Performance Considerations
When using regular expressions with Nokogiri selectors, keep these performance tips in mind:
# Compile regex patterns once for better performance
EMAIL_PATTERN = /\b[A-Za-z0-9._%+-]+@[A-Za-z0-9.-]+\.[A-Z|a-z]{2,}\b/.freeze
PHONE_PATTERN = /^\+?1?[-.\s]?\(?[0-9]{3}\)?[-.\s]?[0-9]{3}[-.\s]?[0-9]{4}$/.freeze
# Use specific selectors first, then filter
# Good: Narrow selection first
contact_spans = doc.css('span.contact-info').select { |span| span.text =~ EMAIL_PATTERN }
# Less efficient: Select all elements first
all_elements = doc.css('*').select { |el| el.text =~ EMAIL_PATTERN }
# Cache compiled selectors for repeated use
class SelectorCache
def initialize
@patterns = {}
end
def get_pattern(key, regex_string)
@patterns[key] ||= Regexp.new(regex_string)
end
end
cache = SelectorCache.new
pattern = cache.get_pattern(:email, EMAIL_PATTERN.source)
Real-World Example: Product Scraping
Here's a comprehensive example that demonstrates regex usage in a practical product scraping scenario:
class ProductScraper
PRODUCT_ID_PATTERN = /^PROD-\d{4}-[A-Z]{3}$/.freeze
PRICE_PATTERN = /\$(\d+(?:\.\d{2})?)/.freeze
SKU_PATTERN = /SKU[:\s]+([A-Z0-9-]+)/i.freeze
def initialize(html)
@doc = Nokogiri::HTML(html)
end
def extract_products
product_containers = @doc.css('div.product-container, article.product')
product_containers.filter_map do |container|
product_id = extract_product_id(container)
next unless product_id
{
id: product_id,
name: extract_product_name(container),
price: extract_price(container),
sku: extract_sku(container),
category: extract_category(container)
}
end
end
private
def extract_product_id(container)
id = container['data-product-id'] || container['id']
return nil unless id&.match?(PRODUCT_ID_PATTERN)
id
end
def extract_product_name(container)
container.css('.product-name, h2, h3').first&.text&.strip
end
def extract_price(container)
price_text = container.css('.price, .cost, .amount').first&.text
return nil unless price_text
match = price_text.match(PRICE_PATTERN)
match ? match[1].to_f : nil
end
def extract_sku(container)
sku_text = container.text
match = sku_text.match(SKU_PATTERN)
match ? match[1] : nil
end
def extract_category(container)
# Look for category in breadcrumbs or data attributes
category_element = container.css('.breadcrumb a, [data-category]').last
category_element&.text&.strip || container['data-category']
end
end
# Usage
html = File.read('products.html')
scraper = ProductScraper.new(html)
products = scraper.extract_products
products.each do |product|
puts "Product: #{product[:name]} (#{product[:id]}) - $#{product[:price]}"
end
Error Handling and Edge Cases
When working with regex and Nokogiri, always handle potential errors and edge cases:
def safe_regex_match(text, pattern)
return nil if text.nil? || text.empty?
begin
match = text.match(pattern)
match ? match.captures : nil
rescue RegexpError => e
puts "Regex error: #{e.message}"
nil
end
end
# Handle malformed HTML gracefully
def parse_with_error_handling(html)
begin
Nokogiri::HTML(html) do |config|
config.recover
end
rescue => e
puts "HTML parsing error: #{e.message}"
Nokogiri::HTML::Document.new
end
end
Integration with Modern Web Scraping
For modern web applications that rely heavily on JavaScript, you might need to combine Nokogiri with browser automation tools.
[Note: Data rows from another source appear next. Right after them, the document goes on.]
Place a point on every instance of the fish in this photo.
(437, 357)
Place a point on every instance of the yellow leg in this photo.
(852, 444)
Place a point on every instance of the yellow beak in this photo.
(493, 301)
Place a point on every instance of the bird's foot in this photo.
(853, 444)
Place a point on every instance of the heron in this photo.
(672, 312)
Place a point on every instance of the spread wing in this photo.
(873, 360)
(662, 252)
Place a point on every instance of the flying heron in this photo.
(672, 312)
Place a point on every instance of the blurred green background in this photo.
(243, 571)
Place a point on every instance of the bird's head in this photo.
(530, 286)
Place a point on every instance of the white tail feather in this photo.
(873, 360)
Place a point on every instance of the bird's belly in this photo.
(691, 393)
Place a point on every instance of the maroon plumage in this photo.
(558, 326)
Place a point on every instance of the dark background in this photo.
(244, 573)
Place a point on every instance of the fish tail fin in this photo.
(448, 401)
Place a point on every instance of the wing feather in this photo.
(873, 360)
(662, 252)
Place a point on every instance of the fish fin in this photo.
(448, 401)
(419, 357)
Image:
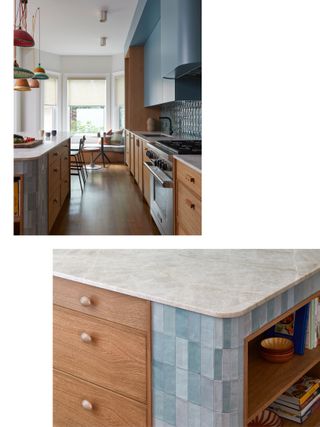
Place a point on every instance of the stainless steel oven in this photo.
(161, 198)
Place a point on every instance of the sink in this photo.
(154, 135)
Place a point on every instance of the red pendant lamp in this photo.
(21, 37)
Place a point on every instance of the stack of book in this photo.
(313, 328)
(299, 401)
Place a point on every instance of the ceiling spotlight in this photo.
(103, 41)
(103, 16)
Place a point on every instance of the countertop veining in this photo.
(21, 154)
(191, 160)
(219, 283)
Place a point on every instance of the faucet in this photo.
(170, 123)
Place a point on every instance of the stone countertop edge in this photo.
(191, 160)
(23, 154)
(189, 307)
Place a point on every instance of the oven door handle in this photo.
(159, 175)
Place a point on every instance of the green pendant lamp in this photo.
(39, 72)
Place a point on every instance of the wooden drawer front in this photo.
(188, 210)
(189, 177)
(54, 175)
(115, 358)
(65, 185)
(123, 309)
(108, 408)
(53, 206)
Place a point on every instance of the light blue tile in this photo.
(218, 333)
(157, 375)
(227, 333)
(270, 309)
(193, 415)
(226, 396)
(284, 302)
(169, 409)
(182, 353)
(206, 417)
(181, 323)
(158, 404)
(157, 317)
(181, 413)
(207, 331)
(194, 357)
(157, 346)
(207, 362)
(217, 367)
(169, 320)
(169, 379)
(194, 388)
(206, 387)
(217, 396)
(169, 349)
(182, 383)
(194, 326)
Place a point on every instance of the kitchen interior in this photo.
(186, 338)
(107, 117)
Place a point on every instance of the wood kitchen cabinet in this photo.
(136, 113)
(187, 200)
(58, 180)
(101, 357)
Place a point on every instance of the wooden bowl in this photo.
(277, 357)
(266, 418)
(276, 345)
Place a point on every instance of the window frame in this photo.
(115, 117)
(89, 76)
(58, 111)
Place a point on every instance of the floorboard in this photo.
(111, 204)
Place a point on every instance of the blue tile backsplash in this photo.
(198, 361)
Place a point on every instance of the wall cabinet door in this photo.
(152, 68)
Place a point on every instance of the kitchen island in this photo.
(207, 308)
(46, 181)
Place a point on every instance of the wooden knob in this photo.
(86, 405)
(85, 337)
(84, 300)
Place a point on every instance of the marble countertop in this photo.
(219, 283)
(191, 160)
(21, 154)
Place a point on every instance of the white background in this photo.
(261, 174)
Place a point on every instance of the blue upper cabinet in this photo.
(152, 68)
(180, 37)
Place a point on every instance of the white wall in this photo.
(29, 105)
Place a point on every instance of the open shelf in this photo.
(313, 421)
(266, 381)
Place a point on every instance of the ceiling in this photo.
(72, 27)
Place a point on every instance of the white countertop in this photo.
(219, 283)
(191, 160)
(21, 154)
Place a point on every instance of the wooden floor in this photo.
(111, 204)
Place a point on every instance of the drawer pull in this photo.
(85, 300)
(190, 179)
(85, 337)
(86, 405)
(190, 204)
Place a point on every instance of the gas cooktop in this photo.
(182, 146)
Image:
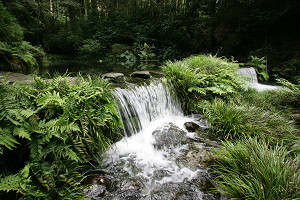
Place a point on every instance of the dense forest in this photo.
(55, 132)
(98, 29)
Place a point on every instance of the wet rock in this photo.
(141, 74)
(95, 192)
(191, 126)
(100, 185)
(127, 189)
(198, 157)
(202, 121)
(170, 136)
(116, 77)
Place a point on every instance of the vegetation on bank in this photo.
(50, 133)
(100, 29)
(259, 155)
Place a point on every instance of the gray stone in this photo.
(170, 136)
(141, 74)
(117, 77)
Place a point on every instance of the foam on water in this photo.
(153, 108)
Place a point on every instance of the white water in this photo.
(153, 107)
(249, 74)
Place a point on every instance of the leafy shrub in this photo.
(250, 169)
(238, 118)
(203, 77)
(91, 48)
(260, 67)
(62, 126)
(16, 54)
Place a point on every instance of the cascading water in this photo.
(158, 158)
(250, 75)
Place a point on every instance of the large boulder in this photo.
(141, 74)
(116, 77)
(169, 137)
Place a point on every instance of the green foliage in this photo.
(92, 48)
(238, 118)
(146, 52)
(10, 30)
(16, 54)
(63, 126)
(250, 169)
(260, 67)
(295, 88)
(203, 77)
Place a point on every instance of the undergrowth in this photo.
(258, 157)
(203, 77)
(251, 169)
(50, 131)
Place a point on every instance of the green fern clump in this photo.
(250, 169)
(236, 119)
(203, 77)
(63, 127)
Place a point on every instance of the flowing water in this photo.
(158, 158)
(249, 74)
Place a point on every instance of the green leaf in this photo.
(21, 132)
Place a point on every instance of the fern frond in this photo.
(7, 140)
(198, 90)
(22, 132)
(51, 99)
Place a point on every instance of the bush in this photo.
(238, 118)
(61, 128)
(203, 77)
(250, 169)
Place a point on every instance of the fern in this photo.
(50, 99)
(7, 140)
(22, 132)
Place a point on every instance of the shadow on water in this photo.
(92, 67)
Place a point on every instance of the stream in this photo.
(163, 155)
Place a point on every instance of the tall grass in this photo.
(203, 77)
(250, 169)
(259, 157)
(232, 120)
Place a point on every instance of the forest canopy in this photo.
(171, 28)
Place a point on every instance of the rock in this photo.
(191, 126)
(141, 74)
(116, 77)
(199, 157)
(171, 136)
(95, 191)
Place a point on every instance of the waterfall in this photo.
(250, 75)
(139, 105)
(151, 161)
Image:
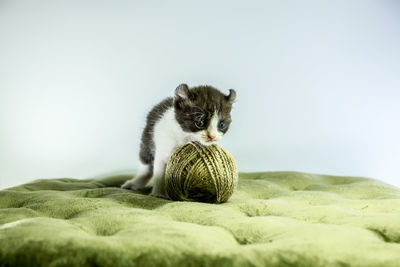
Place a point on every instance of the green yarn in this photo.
(201, 173)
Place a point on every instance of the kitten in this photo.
(197, 114)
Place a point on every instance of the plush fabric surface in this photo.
(272, 219)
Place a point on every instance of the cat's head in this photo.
(204, 112)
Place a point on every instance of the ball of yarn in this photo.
(196, 172)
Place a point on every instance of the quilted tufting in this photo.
(272, 219)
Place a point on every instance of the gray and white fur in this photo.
(200, 114)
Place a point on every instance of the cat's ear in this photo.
(232, 96)
(182, 92)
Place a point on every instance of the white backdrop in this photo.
(318, 82)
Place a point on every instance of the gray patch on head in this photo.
(200, 103)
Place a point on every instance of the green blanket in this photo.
(272, 219)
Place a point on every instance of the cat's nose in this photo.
(211, 135)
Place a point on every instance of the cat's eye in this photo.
(199, 124)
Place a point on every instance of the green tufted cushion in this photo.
(272, 219)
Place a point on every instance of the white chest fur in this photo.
(167, 135)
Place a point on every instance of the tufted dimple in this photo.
(272, 219)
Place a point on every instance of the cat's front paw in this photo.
(131, 185)
(159, 195)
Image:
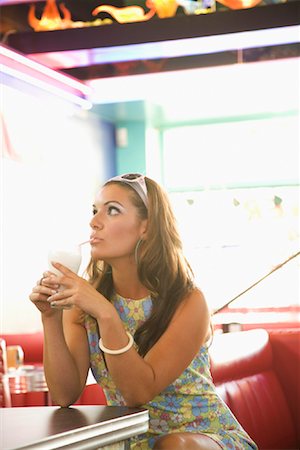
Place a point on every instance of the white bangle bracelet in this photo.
(121, 350)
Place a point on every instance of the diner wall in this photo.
(53, 160)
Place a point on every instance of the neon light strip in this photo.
(39, 68)
(85, 104)
(167, 49)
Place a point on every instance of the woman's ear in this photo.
(144, 228)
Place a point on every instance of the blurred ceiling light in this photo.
(169, 49)
(14, 65)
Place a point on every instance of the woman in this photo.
(152, 321)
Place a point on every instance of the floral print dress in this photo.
(189, 404)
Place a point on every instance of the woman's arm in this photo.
(66, 354)
(140, 379)
(66, 357)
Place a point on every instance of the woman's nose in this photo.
(96, 223)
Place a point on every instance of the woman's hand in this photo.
(44, 288)
(76, 291)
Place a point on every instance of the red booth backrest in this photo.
(31, 343)
(244, 369)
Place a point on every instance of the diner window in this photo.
(235, 190)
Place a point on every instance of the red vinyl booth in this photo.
(256, 372)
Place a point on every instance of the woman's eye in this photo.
(113, 210)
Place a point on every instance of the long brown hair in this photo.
(162, 267)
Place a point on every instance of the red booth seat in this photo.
(257, 374)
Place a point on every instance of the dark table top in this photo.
(80, 427)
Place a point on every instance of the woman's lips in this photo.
(95, 240)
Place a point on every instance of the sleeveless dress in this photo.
(189, 404)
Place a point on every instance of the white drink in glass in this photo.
(69, 257)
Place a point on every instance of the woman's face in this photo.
(116, 226)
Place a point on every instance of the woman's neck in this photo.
(127, 284)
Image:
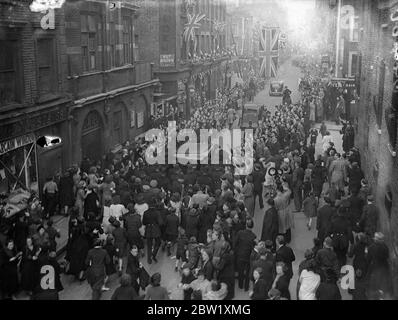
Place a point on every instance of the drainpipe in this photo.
(337, 68)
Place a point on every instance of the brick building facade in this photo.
(373, 137)
(184, 68)
(81, 80)
(33, 98)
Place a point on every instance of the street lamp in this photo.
(44, 142)
(48, 141)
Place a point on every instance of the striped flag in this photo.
(269, 52)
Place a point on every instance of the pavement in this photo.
(302, 238)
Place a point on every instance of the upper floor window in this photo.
(8, 73)
(45, 65)
(354, 30)
(89, 43)
(128, 40)
(136, 54)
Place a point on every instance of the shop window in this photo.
(9, 92)
(46, 67)
(117, 127)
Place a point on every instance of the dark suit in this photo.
(258, 179)
(340, 232)
(270, 225)
(286, 255)
(369, 219)
(327, 259)
(244, 244)
(96, 260)
(324, 220)
(151, 221)
(297, 183)
(268, 267)
(260, 291)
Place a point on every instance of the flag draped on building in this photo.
(194, 22)
(269, 52)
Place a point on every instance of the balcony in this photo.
(101, 82)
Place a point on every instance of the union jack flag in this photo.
(218, 27)
(192, 25)
(268, 52)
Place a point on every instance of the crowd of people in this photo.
(122, 210)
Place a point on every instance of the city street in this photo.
(93, 94)
(301, 237)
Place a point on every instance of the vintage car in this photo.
(276, 88)
(250, 115)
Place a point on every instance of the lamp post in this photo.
(44, 142)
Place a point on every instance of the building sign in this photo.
(16, 143)
(167, 60)
(140, 119)
(344, 83)
(132, 119)
(167, 38)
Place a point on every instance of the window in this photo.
(89, 42)
(128, 41)
(382, 76)
(353, 64)
(354, 29)
(8, 73)
(117, 127)
(46, 72)
(136, 47)
(112, 51)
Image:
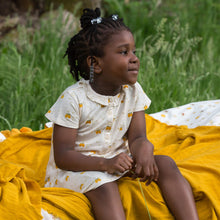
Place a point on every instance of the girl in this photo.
(99, 124)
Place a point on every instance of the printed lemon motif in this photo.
(67, 116)
(97, 180)
(130, 114)
(81, 186)
(108, 128)
(93, 151)
(82, 145)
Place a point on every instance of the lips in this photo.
(134, 71)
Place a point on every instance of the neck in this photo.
(105, 89)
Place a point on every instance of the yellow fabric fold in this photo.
(24, 156)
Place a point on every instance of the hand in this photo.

Managing browser sessions in Puppeteer can help you capture the fully rendered HTML before applying Nokogiri with regex patterns.
Best Practices Summary
- Compile regex patterns once: Store frequently used patterns as constants
- Use specific selectors first: Narrow down elements before applying regex filters
- Handle nil values: Always check for nil attributes before applying regex
- Test patterns thoroughly: Validate regex patterns with various input formats
- Consider performance: For large documents, balance regex complexity with performance needs
- Cache compiled patterns: Use pattern caching for repeated operations
- Graceful error handling: Always handle potential regex and parsing errors
- Document your patterns: Comment complex regex patterns for maintainability
By combining Nokogiri's powerful selection capabilities with regular expressions, you can create robust and flexible web scraping solutions that handle complex HTML patterns and dynamic content structures effectively. This approach gives you the precision of regex pattern matching while leveraging Nokogiri's efficient HTML parsing and selection methods.